Richterbesoldung im Fokus der Europäischen KommissionEin wichtiges Thema bleibt die personelle und finanzielle Ausstattung der Justiz. Die Europäische Kommission zeigt auch im diesjährigen Bericht, dass sie das Thema auf dem Schirm hat und würdigt die Bemühungen Belgiens und Frankreichs, ihre Justizsysteme besser auszustatten. Dagegen betrachtet sie die Situation in Slowenien kritisch. Dort hat die Regierung ohne Konsultation der Justizbehörden die zuvor vereinbarten Mittel für Gerichte, den Justizrat und die Staatsanwaltschaft gekürzt, weshalb dort nun die Verfassungsmäßigkeit der Richterbesoldung infrage steht. Kritisch blickt die Europäische Kommission auch auf Dänemark, wo die nach wie vor geringen Ausgaben für die Justiz und die niedrige Zahl von Richterinnen und Richtern Bedenken auslösen.
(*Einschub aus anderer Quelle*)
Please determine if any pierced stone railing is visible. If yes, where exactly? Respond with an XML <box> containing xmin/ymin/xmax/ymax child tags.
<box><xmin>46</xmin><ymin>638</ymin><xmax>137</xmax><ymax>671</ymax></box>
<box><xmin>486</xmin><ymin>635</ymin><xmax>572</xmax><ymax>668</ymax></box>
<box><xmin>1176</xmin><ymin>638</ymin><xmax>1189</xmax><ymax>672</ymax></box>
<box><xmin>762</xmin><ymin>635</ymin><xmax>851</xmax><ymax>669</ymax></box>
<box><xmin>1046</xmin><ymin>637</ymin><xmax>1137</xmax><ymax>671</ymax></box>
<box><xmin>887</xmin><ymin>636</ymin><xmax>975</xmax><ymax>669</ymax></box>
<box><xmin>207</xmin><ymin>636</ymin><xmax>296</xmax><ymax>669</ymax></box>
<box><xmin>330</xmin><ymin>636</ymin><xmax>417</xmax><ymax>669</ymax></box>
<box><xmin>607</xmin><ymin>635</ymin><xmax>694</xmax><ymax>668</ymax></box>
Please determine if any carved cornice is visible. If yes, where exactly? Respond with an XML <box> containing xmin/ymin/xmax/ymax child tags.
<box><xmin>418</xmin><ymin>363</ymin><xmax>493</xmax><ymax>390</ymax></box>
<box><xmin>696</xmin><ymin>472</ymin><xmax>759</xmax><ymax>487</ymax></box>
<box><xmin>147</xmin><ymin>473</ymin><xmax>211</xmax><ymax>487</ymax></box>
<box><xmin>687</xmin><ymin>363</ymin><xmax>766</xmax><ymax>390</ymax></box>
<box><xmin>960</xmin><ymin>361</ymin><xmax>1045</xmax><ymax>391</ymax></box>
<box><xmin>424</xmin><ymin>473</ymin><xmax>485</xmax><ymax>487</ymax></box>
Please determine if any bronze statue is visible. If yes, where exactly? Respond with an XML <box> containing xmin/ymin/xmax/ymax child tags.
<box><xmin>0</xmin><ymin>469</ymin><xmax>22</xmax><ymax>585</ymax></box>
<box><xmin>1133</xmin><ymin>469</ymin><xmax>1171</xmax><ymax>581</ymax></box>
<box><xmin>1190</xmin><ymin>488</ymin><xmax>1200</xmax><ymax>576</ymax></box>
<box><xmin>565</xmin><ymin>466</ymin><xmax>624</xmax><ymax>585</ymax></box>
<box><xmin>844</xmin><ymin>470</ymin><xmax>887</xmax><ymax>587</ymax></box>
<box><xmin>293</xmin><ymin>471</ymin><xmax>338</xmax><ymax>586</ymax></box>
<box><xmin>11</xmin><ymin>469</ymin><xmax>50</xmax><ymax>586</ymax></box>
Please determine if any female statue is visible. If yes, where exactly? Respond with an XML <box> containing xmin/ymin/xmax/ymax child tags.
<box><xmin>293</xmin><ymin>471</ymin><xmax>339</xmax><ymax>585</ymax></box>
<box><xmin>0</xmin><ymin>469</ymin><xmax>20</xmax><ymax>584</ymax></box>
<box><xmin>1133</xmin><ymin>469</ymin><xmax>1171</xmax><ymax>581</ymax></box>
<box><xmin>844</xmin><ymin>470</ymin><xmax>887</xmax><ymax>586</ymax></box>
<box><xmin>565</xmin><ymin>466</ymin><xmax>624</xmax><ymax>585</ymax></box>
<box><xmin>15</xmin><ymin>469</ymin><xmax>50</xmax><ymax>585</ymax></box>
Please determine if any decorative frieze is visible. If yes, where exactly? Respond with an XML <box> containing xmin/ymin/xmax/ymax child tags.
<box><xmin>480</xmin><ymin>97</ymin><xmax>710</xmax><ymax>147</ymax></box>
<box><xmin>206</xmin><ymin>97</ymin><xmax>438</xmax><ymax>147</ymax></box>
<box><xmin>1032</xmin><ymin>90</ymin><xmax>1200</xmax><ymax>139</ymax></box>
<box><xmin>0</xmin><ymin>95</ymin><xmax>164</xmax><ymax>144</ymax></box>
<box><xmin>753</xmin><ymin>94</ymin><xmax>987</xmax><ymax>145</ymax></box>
Entscheidungsträgerinnen und Entscheidungsträgern in Deutschland sollte zu denken geben, dass die Europäische Kommission das Thema der Richterbesoldung im Länderkapitel für Deutschland nicht nur anspricht, sondern auch in ihren an Deutschland gerichteten Empfehlungen aufruft. Darin heißt es, Deutschland werde empfohlen, „seine Bemühungen im Rahmen des neuen Pakts für den Rechtsstaat fortzusetzen, angemessene Ressourcen für das Justizsystem bereitzustellen, auch in Bezug auf die Besoldung von Richterinnen und Richtern, und dabei europäische Standards für die Ressourcen und die Vergütung im Justizsystem zu berücksichtigen.“

Im Berichtsteil werden sodann zwar die in Deutschland erkennbaren Bemühungen um eine Fortsetzung des „Pakts für den Rechtsstaat“ und den Ausbau der Digitalisierung („Digitalpakt für die Justiz“) gewürdigt. Gleichzeitig stellt die Europäische Kommission aber klar, dass die bevorstehenden Herausforderungen – insbesondere vor dem Hintergrund der absehbaren Pensionierungswellen bei Richterinnen und Richtern – nicht allein mit der Schaffung neuer Stellen bewältigt werden können. Die weiteren Ausführungen geben Anlass zu Bedenken. So sorgt sich die Europäische Kommission um nicht weniger als die allgemeine Attraktivität des Richterberufs. Insoweit nimmt sie Bezug auf die Hinweise im Beitrag des Deutschen Richterbundes zum Rechtsstaatlichkeitsbericht, in dem sowohl auf das allgemeine Gehaltsniveau als auch auf die diesbezüglichen regionalen Unterschiede (Gehaltsdifferenz im Ländervergleich) eingegangen wird. Das Anraten der Europäischen Kommission, „europäische Standards für […] die Vergütung im Justizsystem zu berücksichtigen“, darf als klarer Hinweis verstanden werden, dass man diesen Standards in Deutschland derzeit nicht gerecht wird.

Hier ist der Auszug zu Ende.